Here's what I'm thinking:
Why not use 421 across the board in policyd-weight?

my regards,
Riaan


Re: 4xx or 5xx: just a matter of taste?

2007-09-20 Thread Steve

 Original-Nachricht 
 Datum: Thu, 20 Sep 2007 19:10:31 +0100
 Von: Riaan Kok [EMAIL PROTECTED]
 An: policyd-weight-list@ek-muc.de
 Betreff: 4xx or 5xx: just a matter of taste?
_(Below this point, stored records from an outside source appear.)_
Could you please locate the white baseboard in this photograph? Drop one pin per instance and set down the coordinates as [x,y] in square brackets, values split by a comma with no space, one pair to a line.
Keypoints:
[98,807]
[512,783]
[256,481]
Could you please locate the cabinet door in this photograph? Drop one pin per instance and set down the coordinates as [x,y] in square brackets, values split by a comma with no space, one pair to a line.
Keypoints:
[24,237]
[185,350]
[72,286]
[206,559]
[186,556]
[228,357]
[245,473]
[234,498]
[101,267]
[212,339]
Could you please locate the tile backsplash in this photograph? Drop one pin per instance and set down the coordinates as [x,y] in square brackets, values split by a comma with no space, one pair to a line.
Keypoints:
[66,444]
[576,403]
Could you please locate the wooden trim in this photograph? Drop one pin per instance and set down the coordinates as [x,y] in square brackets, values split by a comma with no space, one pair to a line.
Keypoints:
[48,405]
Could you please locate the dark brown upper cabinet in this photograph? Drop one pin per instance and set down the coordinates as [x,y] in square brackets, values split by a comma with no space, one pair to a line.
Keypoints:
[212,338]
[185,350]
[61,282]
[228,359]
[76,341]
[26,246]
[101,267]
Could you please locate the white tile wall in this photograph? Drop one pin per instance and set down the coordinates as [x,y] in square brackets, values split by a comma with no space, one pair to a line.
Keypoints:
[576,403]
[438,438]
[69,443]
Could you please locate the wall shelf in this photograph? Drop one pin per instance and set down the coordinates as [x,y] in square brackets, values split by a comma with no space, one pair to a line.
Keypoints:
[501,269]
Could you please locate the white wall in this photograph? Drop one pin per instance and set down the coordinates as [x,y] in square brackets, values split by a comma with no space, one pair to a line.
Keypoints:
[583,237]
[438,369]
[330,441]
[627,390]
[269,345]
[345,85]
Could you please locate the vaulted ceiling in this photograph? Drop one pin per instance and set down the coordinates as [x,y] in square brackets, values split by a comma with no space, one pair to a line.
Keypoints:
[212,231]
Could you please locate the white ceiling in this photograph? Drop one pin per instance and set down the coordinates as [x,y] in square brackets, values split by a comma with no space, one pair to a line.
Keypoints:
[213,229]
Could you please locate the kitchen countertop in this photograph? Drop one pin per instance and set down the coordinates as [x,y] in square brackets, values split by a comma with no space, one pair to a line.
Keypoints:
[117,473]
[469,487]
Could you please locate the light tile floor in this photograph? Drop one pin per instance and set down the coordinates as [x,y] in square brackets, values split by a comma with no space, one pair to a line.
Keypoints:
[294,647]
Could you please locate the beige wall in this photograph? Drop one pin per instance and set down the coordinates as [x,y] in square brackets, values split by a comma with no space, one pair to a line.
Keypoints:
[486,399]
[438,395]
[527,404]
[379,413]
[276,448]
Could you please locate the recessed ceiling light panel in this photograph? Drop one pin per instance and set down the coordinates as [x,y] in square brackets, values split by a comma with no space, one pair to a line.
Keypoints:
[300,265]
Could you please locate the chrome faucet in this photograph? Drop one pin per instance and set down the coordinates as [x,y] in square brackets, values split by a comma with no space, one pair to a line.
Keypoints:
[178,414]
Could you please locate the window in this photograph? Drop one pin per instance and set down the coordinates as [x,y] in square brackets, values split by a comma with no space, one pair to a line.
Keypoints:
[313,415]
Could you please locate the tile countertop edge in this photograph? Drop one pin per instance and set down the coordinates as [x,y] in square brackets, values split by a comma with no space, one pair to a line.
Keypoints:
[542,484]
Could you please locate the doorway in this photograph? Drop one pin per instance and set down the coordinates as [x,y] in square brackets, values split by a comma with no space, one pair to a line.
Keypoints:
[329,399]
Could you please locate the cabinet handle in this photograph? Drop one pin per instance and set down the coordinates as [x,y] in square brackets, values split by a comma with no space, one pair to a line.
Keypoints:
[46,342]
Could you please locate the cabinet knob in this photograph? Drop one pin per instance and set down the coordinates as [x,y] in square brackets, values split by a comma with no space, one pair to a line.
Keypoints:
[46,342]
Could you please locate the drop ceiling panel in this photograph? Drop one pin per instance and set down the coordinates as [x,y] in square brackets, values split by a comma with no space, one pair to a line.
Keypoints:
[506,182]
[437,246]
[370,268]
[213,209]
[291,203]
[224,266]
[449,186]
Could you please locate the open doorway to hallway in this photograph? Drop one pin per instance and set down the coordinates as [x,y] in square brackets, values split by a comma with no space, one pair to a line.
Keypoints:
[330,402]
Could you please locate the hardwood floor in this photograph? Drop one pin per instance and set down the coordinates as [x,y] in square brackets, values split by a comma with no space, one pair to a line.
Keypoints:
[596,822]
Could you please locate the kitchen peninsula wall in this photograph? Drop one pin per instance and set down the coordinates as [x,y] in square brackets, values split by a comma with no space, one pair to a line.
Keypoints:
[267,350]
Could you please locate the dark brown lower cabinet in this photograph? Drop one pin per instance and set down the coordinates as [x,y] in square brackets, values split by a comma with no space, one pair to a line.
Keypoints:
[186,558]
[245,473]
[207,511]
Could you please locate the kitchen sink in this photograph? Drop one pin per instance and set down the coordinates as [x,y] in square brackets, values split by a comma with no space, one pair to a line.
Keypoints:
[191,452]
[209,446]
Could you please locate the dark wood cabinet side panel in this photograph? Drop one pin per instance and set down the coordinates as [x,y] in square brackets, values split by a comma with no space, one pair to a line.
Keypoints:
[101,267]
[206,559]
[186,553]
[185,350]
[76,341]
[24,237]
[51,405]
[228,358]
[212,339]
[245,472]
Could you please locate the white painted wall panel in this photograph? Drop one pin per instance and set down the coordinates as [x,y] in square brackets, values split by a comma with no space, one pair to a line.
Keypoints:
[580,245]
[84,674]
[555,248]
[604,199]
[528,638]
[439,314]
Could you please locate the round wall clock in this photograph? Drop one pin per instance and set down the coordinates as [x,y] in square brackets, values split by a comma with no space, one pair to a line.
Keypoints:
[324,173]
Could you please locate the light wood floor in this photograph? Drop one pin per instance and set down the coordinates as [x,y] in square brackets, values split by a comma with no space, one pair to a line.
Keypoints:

 (starting a new thread as this is a bit of a heavy post, and doesn't quite
 belong under the previous question/subject)
 
 On 19/09/2007, Robert Felber [EMAIL PROTECTED] wrote:
 
  On Wed, Sep 19, 2007 at 09:56:48AM +0100, Riaan Kok wrote:
  What's the thinking behind choosing between 450s and 550s in
  policyd-weight?
 
  Be more specific?
 
 
 It seems to me that in policyd-weight, by default, 450s are used for
 clients
 with DNS errors or client connections with a lowish score (and stuff
 shortcircuited in the DEFER_STRING), and 550s then for everything else:
 high
 scoring clients, multi-RBL-listed clients, etc.
 
 I'm not sure that I understand the reasoning that has gone before here
 (especially, why being listed in spamcop (IN_SPAMCOP)  or having a bogus
 mx
 record would shortcircuit the default reject to the defer_action?).
 
 
 Anyway, my understanding of 4xx versus 5xx is this: a 4xx (defer) from an
 MTA means go-away-and-try-again-later (keeping the responsibility with the
 client), and a 5xx pretty much means go-away-and-notify-the-sender
 (shifting
 the responsibility to the sender).
 
 By far the most of the messages that gets rejected by policyd-weight in
 sheer numbers seems to be by hardcore listed spamfountains, and it doesn't
 really matter how you reject the msg as long as you don't allow it!  Also,
 these clients will just keep on inventing new messages and senders so it
 doesn't matter whether you defer or reject, they will sit there and hog
 your
 smtpd processes and try and try again.  In the worst case, 5xx rejects on
 these will create scatter to faked senders.
 
 The remaining percentage of rejected messages will be from
 poorly-configured-yet-well-meaning clients, where the SENDER is either an
 uncaring webmailer or server daemon, or a clueless human with no idea or
 control over the reason for the reject..  And the most reliable way of
 notifying the administrator of the offending client (rather than the
 clueless sender) seems to me to be: letting a queue grow on his/her server
 by issuing 4xx defers!  Which will allow all non-expired messages to be
 delivered anyway as soon he/she gets around to fixing the client's problem
 (RBL/HELO/etc).
 
 Soo, I'm not quite sure in what scenario one would ever want to use a 5xx
 reject for policy stuff.
 
 The last piece of the puzzle is that there seems to be a growing tendency
 to
 recommend using 421 actions for some RBLs, as recent Postfix versions
 (2.3+,
 I think) treat 421 (closing channel) actions quite literally: the server
 process does just that, it closes the channel, disconnecting without
 waiting
 for the client to issue a QUIT, freeing up the smtpd process for a new,
 hopefully legit, incoming connection.
 
 Here's what I'm thinking:
 Why not use 421 across the board in policyd-weight?
 
421 would be good for all using Postfix = 2.3.0.